His position included a variety of responsibilities, deadlines set in stone, and high expectations for him to develop into a corporate leader. He tried to cover all his bases, but his past habits didn’t work anymore. He was feeling rushed and overwhelmed. William began experiencing attention slip-ups like lost keys, missed appointments, and overdue monthly statements. In spite of these difficulties, his keen analytical mind, eloquence, and charm helped him rise through the ranks of the firm.
As time went on, his work/life responsibilities increased. Married with two children and required to travel to meetings, he didn’t have the time or energy to fix his mistakes and mishaps. Although respected as an “idea generator,” William often failed to complete the administrative aspects of his job. He procrastinated and then had to spend long hours at night trying to bring his technical reports up the level everyone “knew he was capable of.” His image became increasingly tarnished.

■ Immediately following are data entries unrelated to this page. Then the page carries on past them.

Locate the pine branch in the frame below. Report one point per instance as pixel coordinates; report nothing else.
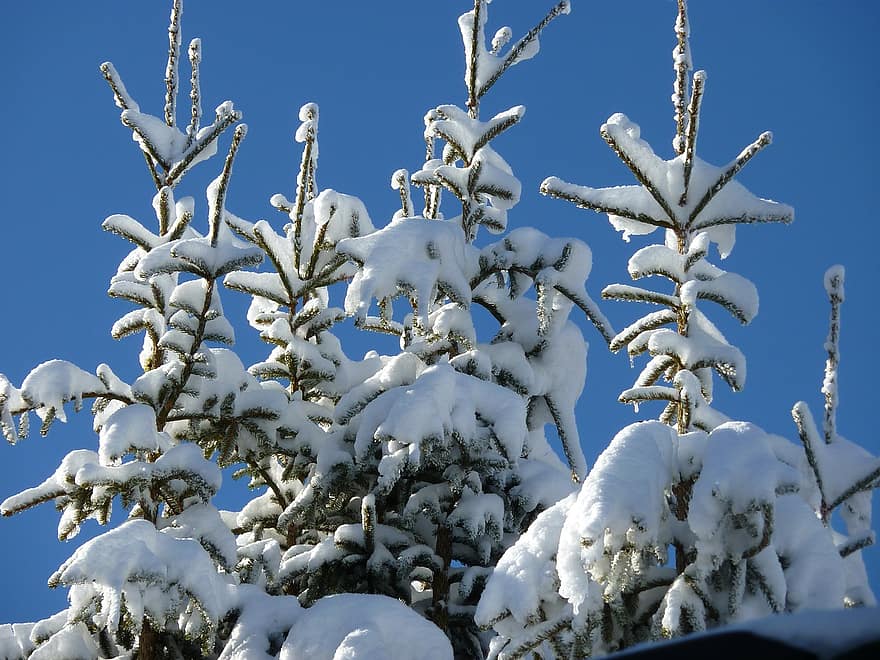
(693, 127)
(854, 544)
(171, 67)
(517, 49)
(195, 94)
(221, 123)
(682, 64)
(640, 176)
(732, 170)
(637, 294)
(219, 201)
(834, 278)
(580, 196)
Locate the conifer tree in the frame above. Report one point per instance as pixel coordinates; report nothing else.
(410, 504)
(433, 459)
(693, 521)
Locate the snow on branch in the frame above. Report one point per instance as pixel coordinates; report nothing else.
(484, 66)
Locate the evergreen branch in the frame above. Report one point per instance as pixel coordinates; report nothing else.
(572, 452)
(171, 67)
(400, 180)
(640, 176)
(261, 242)
(149, 148)
(520, 46)
(496, 128)
(646, 323)
(195, 58)
(219, 202)
(637, 294)
(454, 145)
(854, 544)
(180, 224)
(656, 367)
(803, 420)
(124, 101)
(164, 210)
(744, 219)
(682, 64)
(592, 312)
(302, 186)
(740, 314)
(651, 393)
(868, 482)
(834, 286)
(744, 157)
(105, 394)
(120, 94)
(473, 100)
(578, 195)
(221, 123)
(316, 247)
(693, 127)
(537, 635)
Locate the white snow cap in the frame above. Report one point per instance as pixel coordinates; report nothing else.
(364, 627)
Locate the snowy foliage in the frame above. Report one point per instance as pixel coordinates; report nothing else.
(692, 521)
(410, 504)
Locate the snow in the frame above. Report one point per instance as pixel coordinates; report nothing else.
(622, 502)
(150, 571)
(262, 621)
(130, 429)
(52, 384)
(393, 262)
(363, 627)
(72, 642)
(639, 210)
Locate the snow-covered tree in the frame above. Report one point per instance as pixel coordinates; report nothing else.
(405, 504)
(692, 521)
(403, 475)
(434, 460)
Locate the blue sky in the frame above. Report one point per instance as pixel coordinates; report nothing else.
(804, 69)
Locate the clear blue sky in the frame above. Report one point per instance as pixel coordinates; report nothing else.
(805, 69)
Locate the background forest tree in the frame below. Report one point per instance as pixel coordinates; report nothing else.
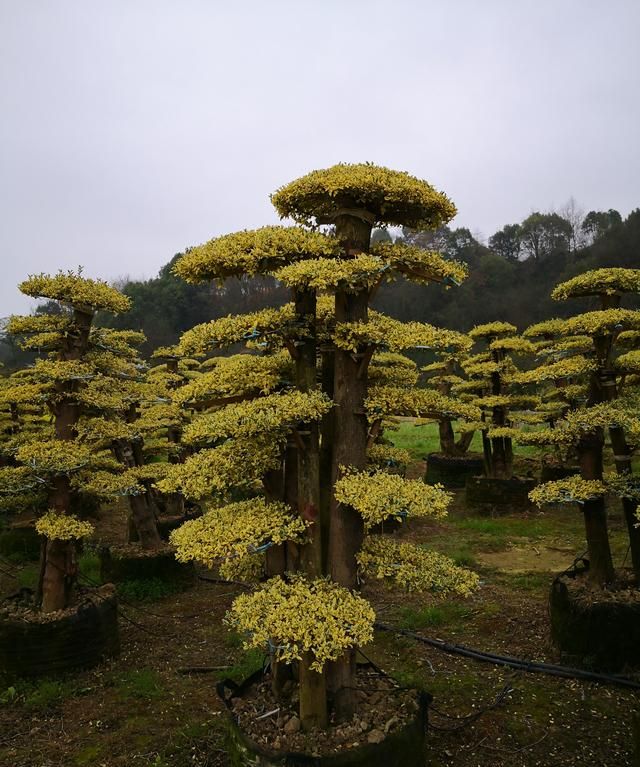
(508, 281)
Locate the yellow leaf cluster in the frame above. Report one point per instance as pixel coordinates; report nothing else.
(390, 197)
(266, 415)
(253, 252)
(601, 322)
(388, 456)
(420, 265)
(214, 471)
(54, 456)
(414, 568)
(569, 490)
(296, 616)
(237, 375)
(545, 329)
(599, 282)
(395, 336)
(236, 530)
(419, 403)
(570, 367)
(350, 274)
(513, 344)
(380, 495)
(63, 527)
(492, 330)
(71, 289)
(235, 328)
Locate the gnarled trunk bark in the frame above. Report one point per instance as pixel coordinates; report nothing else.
(350, 390)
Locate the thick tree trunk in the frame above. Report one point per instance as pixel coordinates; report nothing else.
(622, 458)
(595, 516)
(447, 437)
(58, 564)
(60, 575)
(313, 696)
(464, 443)
(142, 516)
(502, 456)
(291, 497)
(350, 447)
(309, 451)
(313, 692)
(326, 454)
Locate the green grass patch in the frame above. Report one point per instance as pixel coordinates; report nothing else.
(139, 684)
(427, 617)
(40, 694)
(148, 589)
(535, 528)
(89, 566)
(418, 440)
(88, 755)
(529, 581)
(248, 663)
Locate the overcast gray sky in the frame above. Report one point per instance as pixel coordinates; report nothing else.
(130, 129)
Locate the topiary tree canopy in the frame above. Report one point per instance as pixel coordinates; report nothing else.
(51, 464)
(589, 367)
(285, 451)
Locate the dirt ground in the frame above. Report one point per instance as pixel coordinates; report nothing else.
(156, 706)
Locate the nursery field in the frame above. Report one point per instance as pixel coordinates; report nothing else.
(156, 705)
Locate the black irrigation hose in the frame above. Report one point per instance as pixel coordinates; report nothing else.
(516, 663)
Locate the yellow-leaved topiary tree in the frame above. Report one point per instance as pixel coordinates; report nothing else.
(292, 428)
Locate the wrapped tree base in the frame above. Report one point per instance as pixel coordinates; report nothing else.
(133, 563)
(493, 497)
(34, 644)
(595, 628)
(452, 470)
(399, 742)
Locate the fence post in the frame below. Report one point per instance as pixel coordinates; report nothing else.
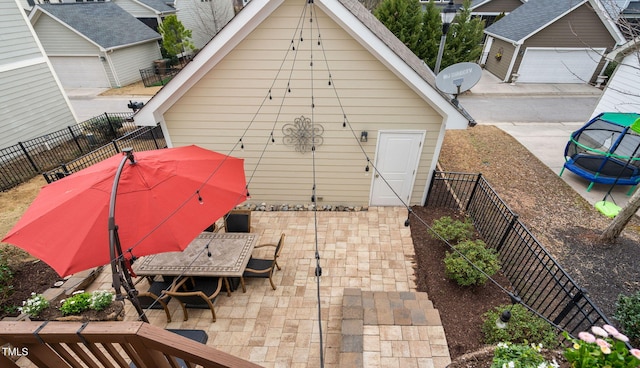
(507, 231)
(433, 177)
(113, 131)
(26, 153)
(75, 139)
(473, 192)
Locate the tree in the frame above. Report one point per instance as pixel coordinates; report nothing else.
(421, 31)
(403, 18)
(175, 38)
(464, 41)
(430, 35)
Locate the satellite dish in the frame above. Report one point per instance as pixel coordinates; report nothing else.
(458, 78)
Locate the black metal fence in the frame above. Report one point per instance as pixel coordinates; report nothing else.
(142, 139)
(536, 277)
(23, 161)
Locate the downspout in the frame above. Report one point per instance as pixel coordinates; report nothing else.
(513, 62)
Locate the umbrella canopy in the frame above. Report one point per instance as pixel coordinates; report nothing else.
(164, 200)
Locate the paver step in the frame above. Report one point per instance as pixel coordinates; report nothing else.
(375, 320)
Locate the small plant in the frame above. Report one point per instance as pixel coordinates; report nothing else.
(100, 299)
(6, 277)
(461, 271)
(34, 305)
(604, 348)
(628, 314)
(76, 304)
(524, 327)
(450, 230)
(511, 355)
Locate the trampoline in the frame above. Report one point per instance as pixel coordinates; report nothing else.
(605, 150)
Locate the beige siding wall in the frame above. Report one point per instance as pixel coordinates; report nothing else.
(501, 67)
(498, 6)
(127, 62)
(229, 100)
(58, 40)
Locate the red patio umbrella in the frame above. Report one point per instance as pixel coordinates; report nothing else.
(164, 200)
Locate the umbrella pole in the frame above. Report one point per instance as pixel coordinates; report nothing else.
(120, 274)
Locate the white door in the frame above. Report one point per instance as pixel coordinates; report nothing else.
(80, 71)
(396, 161)
(565, 65)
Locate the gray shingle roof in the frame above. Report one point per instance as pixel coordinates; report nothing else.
(530, 17)
(105, 23)
(158, 5)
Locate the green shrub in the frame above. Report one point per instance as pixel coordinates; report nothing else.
(100, 299)
(6, 280)
(34, 305)
(450, 230)
(76, 304)
(628, 315)
(461, 271)
(519, 356)
(524, 327)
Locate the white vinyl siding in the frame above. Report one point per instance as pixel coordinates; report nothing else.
(128, 61)
(58, 40)
(31, 105)
(621, 93)
(13, 43)
(215, 112)
(558, 65)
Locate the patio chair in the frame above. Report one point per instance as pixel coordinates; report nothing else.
(263, 268)
(237, 221)
(201, 293)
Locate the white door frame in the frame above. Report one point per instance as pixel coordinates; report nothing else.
(420, 135)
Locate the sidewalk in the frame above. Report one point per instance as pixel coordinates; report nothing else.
(547, 140)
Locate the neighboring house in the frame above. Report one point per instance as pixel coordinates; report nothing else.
(149, 12)
(204, 18)
(364, 80)
(32, 102)
(551, 41)
(622, 93)
(489, 10)
(95, 44)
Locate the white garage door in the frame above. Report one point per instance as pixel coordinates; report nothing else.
(80, 71)
(558, 65)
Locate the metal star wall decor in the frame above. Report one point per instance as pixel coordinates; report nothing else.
(302, 134)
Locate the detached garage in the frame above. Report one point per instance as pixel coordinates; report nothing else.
(551, 41)
(94, 44)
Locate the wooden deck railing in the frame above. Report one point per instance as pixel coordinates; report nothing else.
(105, 344)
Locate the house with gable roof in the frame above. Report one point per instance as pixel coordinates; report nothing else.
(149, 12)
(489, 10)
(551, 41)
(95, 44)
(286, 75)
(32, 101)
(621, 93)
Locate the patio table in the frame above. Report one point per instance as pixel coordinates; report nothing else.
(230, 253)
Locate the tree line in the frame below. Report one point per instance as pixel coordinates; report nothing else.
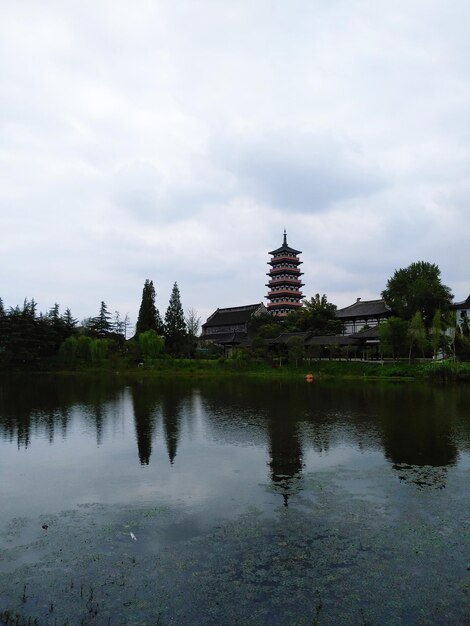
(30, 339)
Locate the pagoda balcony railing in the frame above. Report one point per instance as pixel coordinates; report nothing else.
(283, 268)
(295, 282)
(285, 292)
(286, 303)
(289, 259)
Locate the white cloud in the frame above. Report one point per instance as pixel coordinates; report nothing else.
(176, 141)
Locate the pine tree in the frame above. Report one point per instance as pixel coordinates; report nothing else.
(102, 323)
(175, 325)
(149, 317)
(69, 321)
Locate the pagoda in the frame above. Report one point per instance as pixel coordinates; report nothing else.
(284, 280)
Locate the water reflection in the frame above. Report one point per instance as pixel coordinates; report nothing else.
(285, 449)
(146, 402)
(419, 429)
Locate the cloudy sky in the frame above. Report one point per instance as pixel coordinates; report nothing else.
(176, 139)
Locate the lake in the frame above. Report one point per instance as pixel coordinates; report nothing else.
(233, 502)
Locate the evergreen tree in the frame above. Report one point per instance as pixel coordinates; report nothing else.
(416, 334)
(417, 288)
(149, 317)
(69, 321)
(102, 323)
(175, 325)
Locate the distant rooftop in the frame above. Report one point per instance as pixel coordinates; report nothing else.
(364, 308)
(232, 315)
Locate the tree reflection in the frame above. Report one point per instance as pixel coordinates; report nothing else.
(146, 402)
(418, 436)
(171, 412)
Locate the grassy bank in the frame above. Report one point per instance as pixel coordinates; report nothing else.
(443, 371)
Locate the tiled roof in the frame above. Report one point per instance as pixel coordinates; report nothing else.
(285, 247)
(364, 308)
(232, 315)
(331, 340)
(367, 333)
(465, 304)
(226, 338)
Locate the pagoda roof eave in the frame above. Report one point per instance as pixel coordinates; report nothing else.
(285, 249)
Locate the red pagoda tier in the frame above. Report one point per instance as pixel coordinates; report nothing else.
(284, 284)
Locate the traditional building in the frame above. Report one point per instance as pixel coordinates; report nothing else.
(284, 280)
(229, 327)
(462, 313)
(363, 313)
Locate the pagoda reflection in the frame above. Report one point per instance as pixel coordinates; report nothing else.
(285, 451)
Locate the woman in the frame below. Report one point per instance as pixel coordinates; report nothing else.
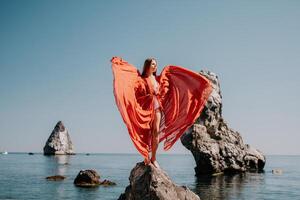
(149, 71)
(157, 108)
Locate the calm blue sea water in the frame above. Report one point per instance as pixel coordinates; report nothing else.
(22, 176)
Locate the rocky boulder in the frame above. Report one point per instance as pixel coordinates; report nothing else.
(149, 183)
(59, 142)
(90, 178)
(216, 147)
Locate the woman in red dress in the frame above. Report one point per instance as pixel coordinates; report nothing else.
(157, 108)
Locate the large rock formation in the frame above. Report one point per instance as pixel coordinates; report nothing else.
(149, 183)
(59, 142)
(216, 147)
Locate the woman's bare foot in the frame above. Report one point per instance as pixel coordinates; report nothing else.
(155, 163)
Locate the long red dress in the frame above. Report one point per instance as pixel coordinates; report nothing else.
(182, 96)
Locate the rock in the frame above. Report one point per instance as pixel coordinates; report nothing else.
(149, 183)
(59, 142)
(107, 183)
(90, 178)
(215, 146)
(55, 178)
(87, 178)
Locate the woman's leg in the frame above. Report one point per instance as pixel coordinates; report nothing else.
(155, 139)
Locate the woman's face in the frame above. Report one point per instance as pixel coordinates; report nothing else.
(153, 66)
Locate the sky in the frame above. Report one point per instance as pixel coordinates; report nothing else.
(55, 65)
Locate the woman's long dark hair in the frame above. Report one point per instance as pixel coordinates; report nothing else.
(147, 65)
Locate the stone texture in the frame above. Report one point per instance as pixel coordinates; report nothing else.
(149, 183)
(216, 147)
(90, 178)
(87, 178)
(59, 142)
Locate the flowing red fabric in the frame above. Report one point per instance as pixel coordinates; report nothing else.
(182, 96)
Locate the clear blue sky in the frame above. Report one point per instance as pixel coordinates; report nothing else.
(55, 65)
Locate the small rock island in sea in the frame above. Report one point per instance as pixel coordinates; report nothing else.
(59, 142)
(215, 146)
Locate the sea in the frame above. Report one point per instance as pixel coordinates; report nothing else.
(23, 176)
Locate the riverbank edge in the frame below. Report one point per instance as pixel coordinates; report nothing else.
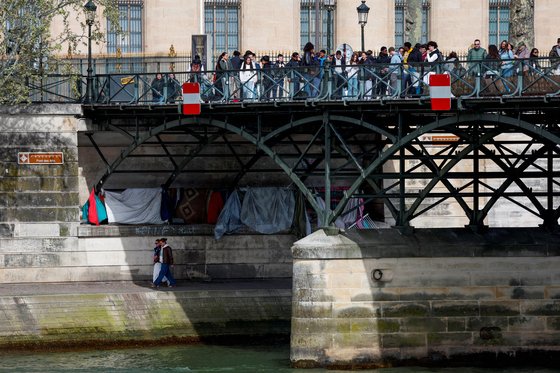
(144, 317)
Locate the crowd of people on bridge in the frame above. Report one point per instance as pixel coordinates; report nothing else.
(307, 75)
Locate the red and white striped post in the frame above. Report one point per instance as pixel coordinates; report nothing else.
(191, 99)
(440, 92)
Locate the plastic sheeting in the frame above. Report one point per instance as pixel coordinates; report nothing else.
(265, 210)
(268, 210)
(229, 220)
(134, 206)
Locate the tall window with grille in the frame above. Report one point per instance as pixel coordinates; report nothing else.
(221, 23)
(400, 22)
(308, 17)
(130, 19)
(498, 29)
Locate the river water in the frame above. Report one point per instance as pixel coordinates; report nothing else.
(192, 358)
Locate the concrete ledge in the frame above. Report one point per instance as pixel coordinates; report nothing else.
(428, 243)
(82, 314)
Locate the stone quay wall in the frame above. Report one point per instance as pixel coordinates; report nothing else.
(377, 298)
(42, 240)
(111, 319)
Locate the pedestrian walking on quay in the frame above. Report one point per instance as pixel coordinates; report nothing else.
(166, 259)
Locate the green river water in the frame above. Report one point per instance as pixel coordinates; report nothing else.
(194, 358)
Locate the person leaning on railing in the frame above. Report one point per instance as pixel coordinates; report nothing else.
(506, 55)
(555, 57)
(522, 53)
(491, 67)
(396, 68)
(534, 65)
(475, 55)
(352, 71)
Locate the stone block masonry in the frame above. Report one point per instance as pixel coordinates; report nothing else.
(81, 319)
(377, 298)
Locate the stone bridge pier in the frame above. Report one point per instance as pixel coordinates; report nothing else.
(378, 298)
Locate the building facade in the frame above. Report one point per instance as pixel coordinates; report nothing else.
(150, 27)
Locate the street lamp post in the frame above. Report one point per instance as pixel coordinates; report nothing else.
(329, 5)
(90, 9)
(363, 11)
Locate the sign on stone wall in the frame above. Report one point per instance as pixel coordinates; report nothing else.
(40, 158)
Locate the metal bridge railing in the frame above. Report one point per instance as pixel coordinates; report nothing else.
(488, 78)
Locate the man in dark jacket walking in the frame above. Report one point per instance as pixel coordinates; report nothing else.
(166, 259)
(555, 57)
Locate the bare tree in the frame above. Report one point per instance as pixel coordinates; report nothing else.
(522, 22)
(29, 50)
(413, 21)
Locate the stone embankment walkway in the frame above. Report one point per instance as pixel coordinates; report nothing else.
(93, 314)
(27, 289)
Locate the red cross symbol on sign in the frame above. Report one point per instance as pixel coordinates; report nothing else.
(440, 92)
(191, 99)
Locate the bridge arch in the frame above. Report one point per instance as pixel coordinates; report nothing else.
(396, 143)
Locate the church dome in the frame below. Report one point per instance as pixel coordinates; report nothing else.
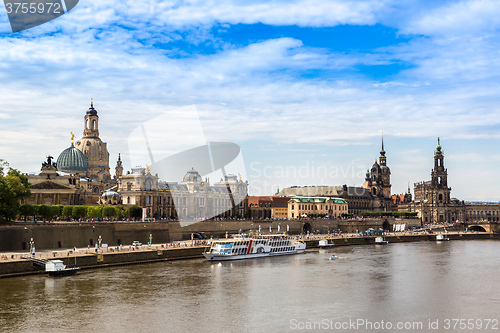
(192, 176)
(110, 194)
(72, 160)
(385, 169)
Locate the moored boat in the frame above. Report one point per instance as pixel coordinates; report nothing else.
(57, 268)
(380, 241)
(323, 243)
(241, 247)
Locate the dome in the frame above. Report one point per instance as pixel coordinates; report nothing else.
(110, 194)
(72, 160)
(192, 176)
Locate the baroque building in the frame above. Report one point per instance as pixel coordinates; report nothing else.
(433, 201)
(373, 195)
(192, 199)
(94, 149)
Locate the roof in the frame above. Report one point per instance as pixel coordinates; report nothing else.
(302, 199)
(311, 191)
(72, 160)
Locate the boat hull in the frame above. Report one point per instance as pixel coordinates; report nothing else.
(219, 257)
(64, 272)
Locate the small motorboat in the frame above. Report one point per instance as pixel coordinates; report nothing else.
(380, 241)
(440, 238)
(323, 243)
(57, 268)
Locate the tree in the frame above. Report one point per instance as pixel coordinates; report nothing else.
(119, 212)
(45, 211)
(79, 211)
(27, 210)
(14, 187)
(135, 211)
(67, 211)
(94, 211)
(109, 211)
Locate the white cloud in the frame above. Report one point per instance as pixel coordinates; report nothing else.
(457, 19)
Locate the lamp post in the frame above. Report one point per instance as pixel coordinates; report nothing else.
(99, 239)
(32, 242)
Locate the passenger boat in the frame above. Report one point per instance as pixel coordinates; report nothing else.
(241, 247)
(323, 243)
(440, 238)
(57, 268)
(380, 241)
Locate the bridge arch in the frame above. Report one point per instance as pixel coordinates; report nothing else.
(477, 228)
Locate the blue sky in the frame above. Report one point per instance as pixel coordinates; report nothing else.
(300, 85)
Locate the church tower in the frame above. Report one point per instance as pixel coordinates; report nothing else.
(439, 178)
(93, 148)
(385, 173)
(91, 122)
(118, 168)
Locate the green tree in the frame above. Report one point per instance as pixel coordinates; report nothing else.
(109, 211)
(135, 211)
(45, 211)
(14, 187)
(119, 212)
(67, 211)
(94, 211)
(55, 211)
(79, 211)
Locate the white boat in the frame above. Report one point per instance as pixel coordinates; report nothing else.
(57, 268)
(380, 241)
(241, 247)
(441, 238)
(323, 243)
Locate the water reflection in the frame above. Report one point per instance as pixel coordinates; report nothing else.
(400, 282)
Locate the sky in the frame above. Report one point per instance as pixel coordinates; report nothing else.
(305, 88)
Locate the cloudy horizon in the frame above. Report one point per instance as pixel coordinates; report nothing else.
(298, 85)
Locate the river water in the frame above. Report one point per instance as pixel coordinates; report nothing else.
(430, 283)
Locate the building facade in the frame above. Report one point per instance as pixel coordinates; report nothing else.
(432, 198)
(192, 199)
(300, 206)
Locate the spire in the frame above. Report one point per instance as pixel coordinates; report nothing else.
(382, 152)
(438, 147)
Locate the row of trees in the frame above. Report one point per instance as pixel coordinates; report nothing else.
(393, 213)
(47, 212)
(14, 187)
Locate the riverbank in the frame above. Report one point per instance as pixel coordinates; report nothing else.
(16, 264)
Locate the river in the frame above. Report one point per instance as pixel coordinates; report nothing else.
(367, 289)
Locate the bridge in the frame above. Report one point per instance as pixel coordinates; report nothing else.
(484, 227)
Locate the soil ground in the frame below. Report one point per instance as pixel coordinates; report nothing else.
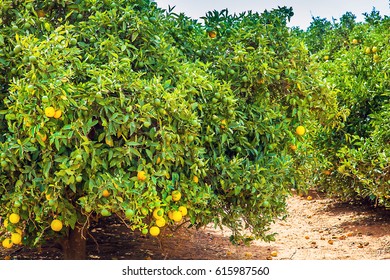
(320, 228)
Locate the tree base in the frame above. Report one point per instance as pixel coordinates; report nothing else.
(74, 245)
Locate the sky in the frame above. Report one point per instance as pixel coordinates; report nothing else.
(304, 10)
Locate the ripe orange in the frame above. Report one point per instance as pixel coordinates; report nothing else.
(16, 238)
(177, 216)
(57, 114)
(293, 147)
(154, 231)
(141, 175)
(56, 225)
(212, 34)
(158, 213)
(50, 112)
(300, 130)
(14, 218)
(42, 136)
(183, 210)
(7, 243)
(195, 179)
(176, 195)
(160, 222)
(106, 193)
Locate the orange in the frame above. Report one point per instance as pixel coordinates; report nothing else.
(212, 34)
(293, 147)
(195, 179)
(42, 136)
(14, 218)
(183, 210)
(176, 195)
(300, 130)
(177, 216)
(7, 243)
(160, 222)
(50, 112)
(141, 175)
(158, 213)
(41, 13)
(57, 114)
(106, 193)
(154, 231)
(56, 225)
(16, 238)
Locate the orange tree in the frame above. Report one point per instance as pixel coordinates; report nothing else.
(118, 108)
(355, 61)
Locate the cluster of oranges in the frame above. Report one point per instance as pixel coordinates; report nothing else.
(15, 238)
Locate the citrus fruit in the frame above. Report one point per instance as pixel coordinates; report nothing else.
(293, 147)
(7, 243)
(158, 213)
(212, 34)
(176, 195)
(56, 225)
(105, 212)
(144, 211)
(177, 216)
(300, 130)
(16, 238)
(141, 175)
(183, 210)
(160, 222)
(14, 218)
(154, 231)
(50, 112)
(106, 193)
(57, 114)
(129, 213)
(17, 204)
(42, 136)
(195, 179)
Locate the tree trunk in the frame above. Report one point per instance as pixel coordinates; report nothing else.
(74, 246)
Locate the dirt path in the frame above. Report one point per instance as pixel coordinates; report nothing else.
(322, 229)
(314, 229)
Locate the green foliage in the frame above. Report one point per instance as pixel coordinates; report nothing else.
(358, 68)
(141, 89)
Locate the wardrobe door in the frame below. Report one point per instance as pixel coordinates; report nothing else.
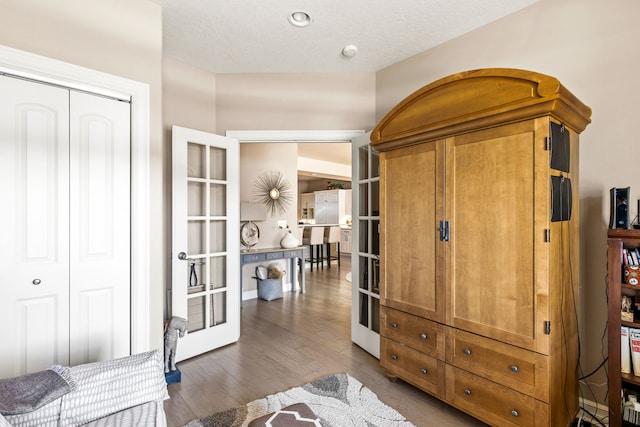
(100, 228)
(497, 204)
(412, 196)
(34, 225)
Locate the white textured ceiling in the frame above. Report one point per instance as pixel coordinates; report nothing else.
(254, 36)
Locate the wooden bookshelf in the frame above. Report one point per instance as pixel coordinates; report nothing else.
(618, 240)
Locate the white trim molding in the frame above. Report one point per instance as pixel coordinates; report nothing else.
(247, 136)
(51, 71)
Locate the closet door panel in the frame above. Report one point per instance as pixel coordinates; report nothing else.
(34, 225)
(100, 236)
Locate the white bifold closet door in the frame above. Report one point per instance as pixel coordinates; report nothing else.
(65, 227)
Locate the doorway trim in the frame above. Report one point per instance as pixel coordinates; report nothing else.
(51, 71)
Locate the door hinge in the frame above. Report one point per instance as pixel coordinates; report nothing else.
(444, 231)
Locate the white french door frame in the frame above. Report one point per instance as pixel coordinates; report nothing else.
(47, 70)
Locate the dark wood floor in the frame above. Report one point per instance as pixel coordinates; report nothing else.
(289, 342)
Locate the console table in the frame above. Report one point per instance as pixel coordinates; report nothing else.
(270, 254)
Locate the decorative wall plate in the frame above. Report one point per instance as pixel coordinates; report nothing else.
(275, 191)
(249, 234)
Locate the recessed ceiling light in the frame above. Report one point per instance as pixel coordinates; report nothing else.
(350, 50)
(300, 19)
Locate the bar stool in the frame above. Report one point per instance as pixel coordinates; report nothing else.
(315, 240)
(332, 236)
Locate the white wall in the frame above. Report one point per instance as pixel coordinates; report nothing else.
(118, 37)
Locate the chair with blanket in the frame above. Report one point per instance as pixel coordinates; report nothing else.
(123, 392)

William is a paradox to those with whom he works or lives. On one hand, he has great intellectual gifts. He’s creative and analytical. On the other hand, his performance is inconsistent. He avoids tasks that demand sustained mental effort unless they are in his areas of strength, makes careless mistakes (especially when rushed), and misses deadlines. William exhibits the classic symptoms of adults with Attention Deficit Hyperactivity Disorder (ADHD), Inattentive type.
William is gifted with a glitch: he is extremely intelligent but also evidences a pattern of chronic difficulties in successfully executing his work/life responsibilities. He has ADHD and gifted, that is twice exceptional. Surprisingly, there are many bright, well-trained professionals like William whose work performance is under par and unexplained. Although ADHD is recognized in children and adolescents, it is often missed or ignored in the adult population.
Adult ADHD Problems
Adults with ADHD are more prone to change jobs, perform poorly, and be less happy with their jobs. They are observed to get more speeding tickets, have their licenses suspended, or be involved in crashes. Many have increased alcohol or drug use. Adults with ADHD more often experience marital problems, separations, divorces, and multiple marriages.
If an average or above-average person performs in an inconsistent manner and can’t seem to manage time and tasks, consider ADHD screening. Contact a physician, psychologist or other professional to do so. Once diagnosed and treated for ADHD, adults can better take advantage of their intellectual gifts while circumventing or dealing with their vulnerabilities.